Chris Pine and Gal Gadot in ‘Wonder Woman’

Our Score:

“Not even girls want to be girls so long as our feminine archetype lacks force, strength, and power” – William Moulton Marston, creator of Wonder Woman

“If you need to stop an asteroid, you call Superman. If you need to solve a mystery, you call Batman. But if you need to end a war, you call Wonder Woman.” – Gail Simone, longest-running female writer of the Wonder Woman comic books

In the present, “Diana” (Gal Gadot – Keeping Up With the Joneses) receives a package from Wayne Enterprises.  Inside is a very old photograph of Diana and four men, along with a note from Bruce Wayne.  For those who have been living on another planet, Diana/Wonder Woman and Bruce Wayne/Batman were introduced in Batman vs Superman: Dawn of Justice.

From there we go back in time to when Diana is a little girl (Lilly Aspell) is living on Themyscira, the island home of the Amazons.  Their queen and her mother, “Hippolyta” (Connie Nielsen – The Great Raid) catches her watching the Amazon Army training under the command of Hippolyta’s sister, “Antiope” (Robin Wright – The Girl With the Dragon Tattoo).  Fast forward a few years we see pre-teen Diana (Emily Carey) beginning to train but still being kept in the dark about the whole truth of who and what she is.  She does learn the story of her origin and how Zeus created a “godkiller” to protect the world from Ares, when he finally returns.
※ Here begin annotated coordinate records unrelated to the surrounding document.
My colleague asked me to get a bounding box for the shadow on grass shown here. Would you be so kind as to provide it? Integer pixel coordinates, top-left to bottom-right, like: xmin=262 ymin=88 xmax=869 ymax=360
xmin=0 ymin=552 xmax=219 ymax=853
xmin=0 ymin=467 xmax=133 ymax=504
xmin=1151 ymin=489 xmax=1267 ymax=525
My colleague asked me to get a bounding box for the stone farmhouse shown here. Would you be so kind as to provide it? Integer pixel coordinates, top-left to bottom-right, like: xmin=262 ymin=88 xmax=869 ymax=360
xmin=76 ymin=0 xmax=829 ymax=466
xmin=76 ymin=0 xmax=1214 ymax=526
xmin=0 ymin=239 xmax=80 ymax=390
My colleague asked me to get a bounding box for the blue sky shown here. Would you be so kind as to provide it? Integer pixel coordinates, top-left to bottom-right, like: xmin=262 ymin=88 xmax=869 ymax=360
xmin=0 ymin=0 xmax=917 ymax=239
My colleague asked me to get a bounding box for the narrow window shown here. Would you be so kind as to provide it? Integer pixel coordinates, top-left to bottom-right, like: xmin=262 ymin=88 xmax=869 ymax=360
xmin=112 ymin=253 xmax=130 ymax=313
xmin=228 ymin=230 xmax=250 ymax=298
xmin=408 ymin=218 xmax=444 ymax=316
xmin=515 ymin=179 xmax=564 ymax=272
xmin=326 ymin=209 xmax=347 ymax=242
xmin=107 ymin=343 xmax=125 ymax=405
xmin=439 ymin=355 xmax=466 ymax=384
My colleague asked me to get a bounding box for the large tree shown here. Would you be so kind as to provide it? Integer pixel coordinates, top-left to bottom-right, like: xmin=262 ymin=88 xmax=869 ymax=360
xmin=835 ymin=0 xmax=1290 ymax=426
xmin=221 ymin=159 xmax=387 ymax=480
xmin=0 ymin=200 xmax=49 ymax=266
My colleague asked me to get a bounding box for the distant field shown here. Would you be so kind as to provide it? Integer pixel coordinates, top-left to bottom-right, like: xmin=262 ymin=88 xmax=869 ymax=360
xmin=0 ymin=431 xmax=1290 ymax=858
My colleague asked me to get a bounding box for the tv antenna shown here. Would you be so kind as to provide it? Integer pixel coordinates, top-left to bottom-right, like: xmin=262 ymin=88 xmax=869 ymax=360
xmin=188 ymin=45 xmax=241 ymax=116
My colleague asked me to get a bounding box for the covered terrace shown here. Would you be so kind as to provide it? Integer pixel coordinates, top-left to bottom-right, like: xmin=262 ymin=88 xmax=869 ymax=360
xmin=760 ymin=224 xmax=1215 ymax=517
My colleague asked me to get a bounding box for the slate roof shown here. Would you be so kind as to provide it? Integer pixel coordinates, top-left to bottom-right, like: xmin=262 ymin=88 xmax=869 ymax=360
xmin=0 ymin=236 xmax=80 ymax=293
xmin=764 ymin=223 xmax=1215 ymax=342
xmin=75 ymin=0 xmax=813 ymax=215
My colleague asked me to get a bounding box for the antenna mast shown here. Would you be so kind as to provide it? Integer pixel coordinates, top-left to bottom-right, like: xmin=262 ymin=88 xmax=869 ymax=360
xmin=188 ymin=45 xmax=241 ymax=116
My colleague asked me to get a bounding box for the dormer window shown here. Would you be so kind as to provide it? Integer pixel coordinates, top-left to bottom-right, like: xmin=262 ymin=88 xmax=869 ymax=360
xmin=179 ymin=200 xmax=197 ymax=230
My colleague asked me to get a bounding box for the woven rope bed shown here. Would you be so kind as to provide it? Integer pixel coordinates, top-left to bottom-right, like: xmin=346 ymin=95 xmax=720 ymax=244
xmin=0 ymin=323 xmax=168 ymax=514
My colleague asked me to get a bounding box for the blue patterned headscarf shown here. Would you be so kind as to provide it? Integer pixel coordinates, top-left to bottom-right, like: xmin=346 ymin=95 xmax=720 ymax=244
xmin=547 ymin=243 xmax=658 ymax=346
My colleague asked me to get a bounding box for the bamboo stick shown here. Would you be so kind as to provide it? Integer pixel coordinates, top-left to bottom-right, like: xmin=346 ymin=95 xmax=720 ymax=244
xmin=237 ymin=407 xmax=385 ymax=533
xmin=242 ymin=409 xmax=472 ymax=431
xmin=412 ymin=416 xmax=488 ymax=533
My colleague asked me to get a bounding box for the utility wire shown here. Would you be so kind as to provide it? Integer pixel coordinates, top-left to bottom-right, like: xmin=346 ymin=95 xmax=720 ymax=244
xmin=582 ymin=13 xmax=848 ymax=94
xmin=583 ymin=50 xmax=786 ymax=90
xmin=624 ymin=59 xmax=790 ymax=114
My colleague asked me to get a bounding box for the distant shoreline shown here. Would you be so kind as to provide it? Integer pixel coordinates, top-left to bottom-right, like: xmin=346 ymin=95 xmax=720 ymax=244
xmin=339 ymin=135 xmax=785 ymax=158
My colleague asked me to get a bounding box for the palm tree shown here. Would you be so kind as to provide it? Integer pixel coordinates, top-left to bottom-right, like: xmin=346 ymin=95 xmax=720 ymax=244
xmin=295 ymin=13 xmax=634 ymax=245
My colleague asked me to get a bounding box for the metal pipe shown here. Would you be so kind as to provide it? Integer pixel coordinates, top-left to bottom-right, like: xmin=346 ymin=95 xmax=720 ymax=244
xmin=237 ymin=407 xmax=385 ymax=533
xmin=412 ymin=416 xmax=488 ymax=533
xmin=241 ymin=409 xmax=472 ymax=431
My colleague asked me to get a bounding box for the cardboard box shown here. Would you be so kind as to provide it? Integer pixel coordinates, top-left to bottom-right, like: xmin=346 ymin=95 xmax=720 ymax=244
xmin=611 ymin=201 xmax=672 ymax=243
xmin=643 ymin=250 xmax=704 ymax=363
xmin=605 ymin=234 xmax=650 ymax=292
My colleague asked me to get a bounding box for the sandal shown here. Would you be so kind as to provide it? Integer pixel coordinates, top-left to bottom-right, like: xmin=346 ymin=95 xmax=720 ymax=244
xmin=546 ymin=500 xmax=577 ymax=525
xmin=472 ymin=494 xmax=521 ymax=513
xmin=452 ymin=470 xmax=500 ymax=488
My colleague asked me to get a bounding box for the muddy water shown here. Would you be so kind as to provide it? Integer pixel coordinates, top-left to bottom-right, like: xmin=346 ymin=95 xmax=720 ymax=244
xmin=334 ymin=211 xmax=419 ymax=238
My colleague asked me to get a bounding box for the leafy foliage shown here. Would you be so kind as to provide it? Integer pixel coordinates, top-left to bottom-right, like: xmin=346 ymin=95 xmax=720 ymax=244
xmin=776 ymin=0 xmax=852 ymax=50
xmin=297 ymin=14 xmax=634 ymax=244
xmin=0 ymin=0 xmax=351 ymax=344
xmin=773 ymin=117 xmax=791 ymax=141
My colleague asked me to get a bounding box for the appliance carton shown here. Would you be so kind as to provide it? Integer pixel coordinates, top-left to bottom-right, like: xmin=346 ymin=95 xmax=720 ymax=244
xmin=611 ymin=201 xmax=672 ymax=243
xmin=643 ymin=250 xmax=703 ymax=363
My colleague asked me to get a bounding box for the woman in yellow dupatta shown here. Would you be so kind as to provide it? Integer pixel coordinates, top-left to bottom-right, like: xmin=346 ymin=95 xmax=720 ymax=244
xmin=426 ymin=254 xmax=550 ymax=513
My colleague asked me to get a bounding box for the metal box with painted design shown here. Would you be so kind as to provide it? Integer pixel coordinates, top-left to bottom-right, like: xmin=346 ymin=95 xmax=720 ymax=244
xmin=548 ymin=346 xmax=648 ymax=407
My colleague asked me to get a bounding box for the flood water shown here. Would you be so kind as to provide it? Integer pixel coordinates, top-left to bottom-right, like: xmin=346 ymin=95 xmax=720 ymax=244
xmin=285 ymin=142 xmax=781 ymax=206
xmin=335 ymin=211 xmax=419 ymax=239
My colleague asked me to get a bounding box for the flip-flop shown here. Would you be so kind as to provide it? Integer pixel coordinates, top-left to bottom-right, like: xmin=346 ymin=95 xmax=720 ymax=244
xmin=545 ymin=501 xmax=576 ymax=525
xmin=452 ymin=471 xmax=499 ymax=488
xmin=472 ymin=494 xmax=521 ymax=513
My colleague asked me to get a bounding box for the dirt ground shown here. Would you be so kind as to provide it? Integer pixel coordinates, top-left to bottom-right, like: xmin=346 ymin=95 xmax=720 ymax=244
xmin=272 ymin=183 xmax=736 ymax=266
An adult Diana sees a World War I German airplane crash into the ocean off the shore of the island and rescues its pilot, “Steve Trevor” (Chris Pine – People Like Us).  Trevor was spying on the German Army, trying to find out just what “General Erich Ludendorff” (Danny Huston – Hitchcock) and a brilliant German chemist are up to.  The chemist, “Isabel Maru” (Elena Anaya – The Infiltrator) has the chilling nickname of “Doctor Poison.”  She is working on chemical weapons and is very close to a breakthrough involving a form of mustard gas that gas masks won’t defend against.

Steve managed to steal her notes and now must get them to London.  But his pursuers attempt to land on Themyscira to capture him and they engage the Amazon Army in battle.  The invaders are all killed, but at a terrible price.  After the Amazons have interrogated Trevor with the Lasso of Truth, Diana takes the God Killer sword, the Lasso of Truth, her shield and the armor that represents the “uniform” of Wonder Woman and takes Steve to London as he requested.
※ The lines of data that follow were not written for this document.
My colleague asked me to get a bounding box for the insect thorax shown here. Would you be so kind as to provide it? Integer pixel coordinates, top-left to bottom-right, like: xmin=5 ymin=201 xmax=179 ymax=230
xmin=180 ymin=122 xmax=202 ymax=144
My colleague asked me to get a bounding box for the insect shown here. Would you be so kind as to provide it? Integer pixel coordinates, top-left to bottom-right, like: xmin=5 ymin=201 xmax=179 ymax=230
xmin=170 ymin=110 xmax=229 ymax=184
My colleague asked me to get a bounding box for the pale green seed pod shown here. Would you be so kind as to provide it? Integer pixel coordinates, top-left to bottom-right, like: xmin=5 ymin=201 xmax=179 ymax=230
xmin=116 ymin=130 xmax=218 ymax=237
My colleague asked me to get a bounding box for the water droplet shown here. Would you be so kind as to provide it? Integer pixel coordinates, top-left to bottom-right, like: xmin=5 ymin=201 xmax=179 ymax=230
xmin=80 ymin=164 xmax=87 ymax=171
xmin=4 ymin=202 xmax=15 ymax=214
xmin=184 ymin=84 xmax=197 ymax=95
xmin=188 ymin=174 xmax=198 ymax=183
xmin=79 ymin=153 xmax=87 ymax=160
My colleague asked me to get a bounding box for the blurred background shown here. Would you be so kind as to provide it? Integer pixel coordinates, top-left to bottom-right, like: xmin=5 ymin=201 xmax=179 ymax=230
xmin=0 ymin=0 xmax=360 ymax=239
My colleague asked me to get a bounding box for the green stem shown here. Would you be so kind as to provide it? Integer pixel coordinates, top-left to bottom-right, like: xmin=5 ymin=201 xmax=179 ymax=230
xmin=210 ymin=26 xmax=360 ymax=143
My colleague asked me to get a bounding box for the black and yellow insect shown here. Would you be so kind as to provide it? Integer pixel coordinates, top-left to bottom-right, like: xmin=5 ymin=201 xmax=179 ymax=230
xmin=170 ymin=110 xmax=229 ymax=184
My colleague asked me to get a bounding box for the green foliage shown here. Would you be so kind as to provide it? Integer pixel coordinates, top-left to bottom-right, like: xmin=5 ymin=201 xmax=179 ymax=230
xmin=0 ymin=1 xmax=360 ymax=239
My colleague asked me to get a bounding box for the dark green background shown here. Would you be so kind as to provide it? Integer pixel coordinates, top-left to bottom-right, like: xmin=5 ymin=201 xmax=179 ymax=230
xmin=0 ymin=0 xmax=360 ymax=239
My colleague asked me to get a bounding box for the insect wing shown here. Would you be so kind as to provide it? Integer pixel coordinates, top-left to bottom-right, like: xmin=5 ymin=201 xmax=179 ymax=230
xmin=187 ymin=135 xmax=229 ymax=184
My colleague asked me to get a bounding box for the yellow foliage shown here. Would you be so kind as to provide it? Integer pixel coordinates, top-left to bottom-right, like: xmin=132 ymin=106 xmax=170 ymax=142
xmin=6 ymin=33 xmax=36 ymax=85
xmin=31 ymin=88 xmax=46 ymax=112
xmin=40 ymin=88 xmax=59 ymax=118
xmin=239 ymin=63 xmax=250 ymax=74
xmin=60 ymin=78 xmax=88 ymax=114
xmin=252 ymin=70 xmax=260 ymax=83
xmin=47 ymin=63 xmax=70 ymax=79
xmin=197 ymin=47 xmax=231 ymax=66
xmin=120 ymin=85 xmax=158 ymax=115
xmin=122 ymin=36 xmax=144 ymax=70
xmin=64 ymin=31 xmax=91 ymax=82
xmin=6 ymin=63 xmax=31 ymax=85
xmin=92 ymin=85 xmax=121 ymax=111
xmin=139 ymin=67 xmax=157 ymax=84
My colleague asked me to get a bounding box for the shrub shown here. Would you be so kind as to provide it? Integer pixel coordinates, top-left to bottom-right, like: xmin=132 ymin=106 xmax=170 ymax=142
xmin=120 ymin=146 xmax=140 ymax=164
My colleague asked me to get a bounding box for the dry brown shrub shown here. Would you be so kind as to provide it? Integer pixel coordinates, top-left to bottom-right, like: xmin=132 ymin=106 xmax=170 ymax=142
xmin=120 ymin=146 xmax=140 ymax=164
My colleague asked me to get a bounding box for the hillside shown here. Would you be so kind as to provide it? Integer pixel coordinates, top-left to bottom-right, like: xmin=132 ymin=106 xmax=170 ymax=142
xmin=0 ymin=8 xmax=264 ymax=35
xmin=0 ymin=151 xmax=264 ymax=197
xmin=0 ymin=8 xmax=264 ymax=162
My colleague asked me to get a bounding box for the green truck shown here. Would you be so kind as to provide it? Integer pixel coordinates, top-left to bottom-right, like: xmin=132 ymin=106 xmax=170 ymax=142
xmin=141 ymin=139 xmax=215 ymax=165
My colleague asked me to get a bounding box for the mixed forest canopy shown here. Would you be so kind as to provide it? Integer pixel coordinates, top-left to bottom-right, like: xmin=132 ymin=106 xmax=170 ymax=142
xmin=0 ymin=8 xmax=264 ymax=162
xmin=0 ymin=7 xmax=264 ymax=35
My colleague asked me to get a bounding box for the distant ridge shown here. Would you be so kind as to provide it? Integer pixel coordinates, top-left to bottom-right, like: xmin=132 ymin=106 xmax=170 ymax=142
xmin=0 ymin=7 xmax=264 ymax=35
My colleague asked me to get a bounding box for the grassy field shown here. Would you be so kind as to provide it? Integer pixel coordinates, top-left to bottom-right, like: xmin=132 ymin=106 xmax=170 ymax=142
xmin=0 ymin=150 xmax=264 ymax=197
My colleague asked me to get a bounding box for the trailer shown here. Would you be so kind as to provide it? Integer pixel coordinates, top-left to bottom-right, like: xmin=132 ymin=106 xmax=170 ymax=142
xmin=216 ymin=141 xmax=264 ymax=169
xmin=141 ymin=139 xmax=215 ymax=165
There they encounter “Sir Patrick Morgan” (David Thewlis – Legend) who is part of the government that is attempting to negotiate an armistice with the Kaiser.  They also meet Steve’s secretary “Etta Candy” (Lucy Davis – Shaun of the Dead) who manages to make Diana look like most British women, albeit an exceptionally lovely one.
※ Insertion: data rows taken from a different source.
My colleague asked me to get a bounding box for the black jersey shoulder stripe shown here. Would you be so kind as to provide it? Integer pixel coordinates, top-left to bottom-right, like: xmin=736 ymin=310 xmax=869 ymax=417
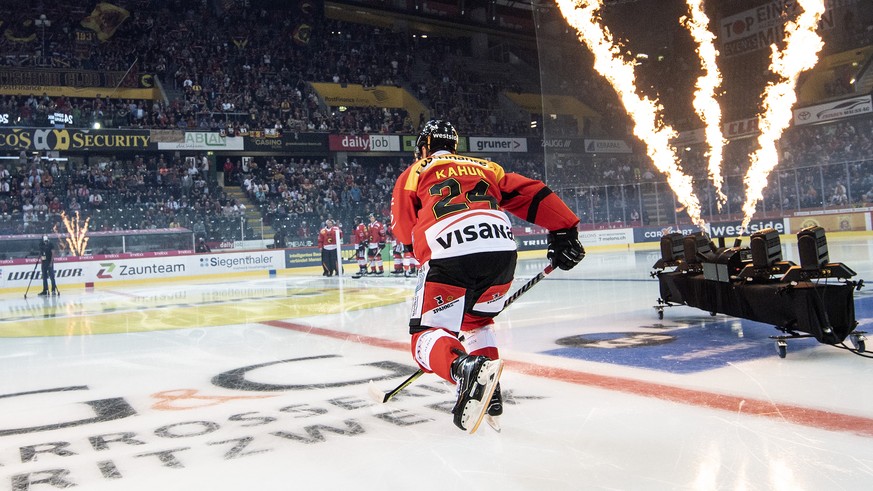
xmin=527 ymin=186 xmax=552 ymax=223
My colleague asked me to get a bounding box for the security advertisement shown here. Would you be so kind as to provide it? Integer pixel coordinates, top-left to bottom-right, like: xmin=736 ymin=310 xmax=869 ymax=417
xmin=0 ymin=128 xmax=151 ymax=152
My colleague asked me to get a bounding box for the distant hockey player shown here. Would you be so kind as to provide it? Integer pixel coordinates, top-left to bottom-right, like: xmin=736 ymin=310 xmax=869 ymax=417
xmin=352 ymin=217 xmax=367 ymax=276
xmin=391 ymin=120 xmax=585 ymax=433
xmin=367 ymin=213 xmax=385 ymax=275
xmin=385 ymin=226 xmax=404 ymax=275
xmin=39 ymin=235 xmax=58 ymax=297
xmin=318 ymin=218 xmax=343 ymax=276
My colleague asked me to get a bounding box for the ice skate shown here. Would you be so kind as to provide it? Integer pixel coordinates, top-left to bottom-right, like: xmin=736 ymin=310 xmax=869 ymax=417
xmin=485 ymin=382 xmax=503 ymax=433
xmin=452 ymin=355 xmax=503 ymax=434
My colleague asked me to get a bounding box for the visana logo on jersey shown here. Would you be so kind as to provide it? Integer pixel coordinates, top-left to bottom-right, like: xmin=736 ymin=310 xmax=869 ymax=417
xmin=436 ymin=223 xmax=513 ymax=249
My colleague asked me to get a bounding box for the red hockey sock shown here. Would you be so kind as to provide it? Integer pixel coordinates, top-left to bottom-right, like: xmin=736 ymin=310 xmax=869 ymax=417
xmin=411 ymin=328 xmax=464 ymax=383
xmin=469 ymin=346 xmax=500 ymax=360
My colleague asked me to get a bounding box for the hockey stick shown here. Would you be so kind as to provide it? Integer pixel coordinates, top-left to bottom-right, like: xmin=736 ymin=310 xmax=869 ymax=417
xmin=367 ymin=264 xmax=555 ymax=404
Steve made a deal to take Diana to the front so she can kill Ares and put a stop to the war.  But he is going to do it his way, assembling a small team to try and locate the new lab of Dr. Poison and destroy it before she can supply General Ludendorff with the means to win the war.  With “Sameer” (Said Taghmaoui) and “Charlie” (Ewen Brenner) in tow, Steve’s team meets up with “Chief” (Eugene Brave Rock) who can guide them to the front.

Ewen Brenner, Said Taghmaoui, Chris Pine, Gal Gadot and Eugene Brave Rock in ‘Wonder Woman’

If you want to know what happens from this point forward, you must either go and see the movie for yourself, or read another review filled with spoilers.  The remaining part of the story is best experienced personally.  What makes it worth the trip to the movie theater and the price of the ticket is the performance of Gal Gadot.  To use an overused cliché, Ms Gadot was born to play this role.  It isn’t the advances in technology, the superior writing of Allan Heinberg or the spectacular directing job by Patty Jenkins that makes this a terrific movie.  Gal Gadot brings an energy and emotional presence to the screen rarely seen in any movie, let alone a tent pole action flick.

Yes, the CGI is a bit overdone, a DC Extended Universe trademark.  It won’t detract from seeing the film unless you’re a particularly picky patron of visual imagery.  I can’t wait to see it again, hopefully on an even bigger screen.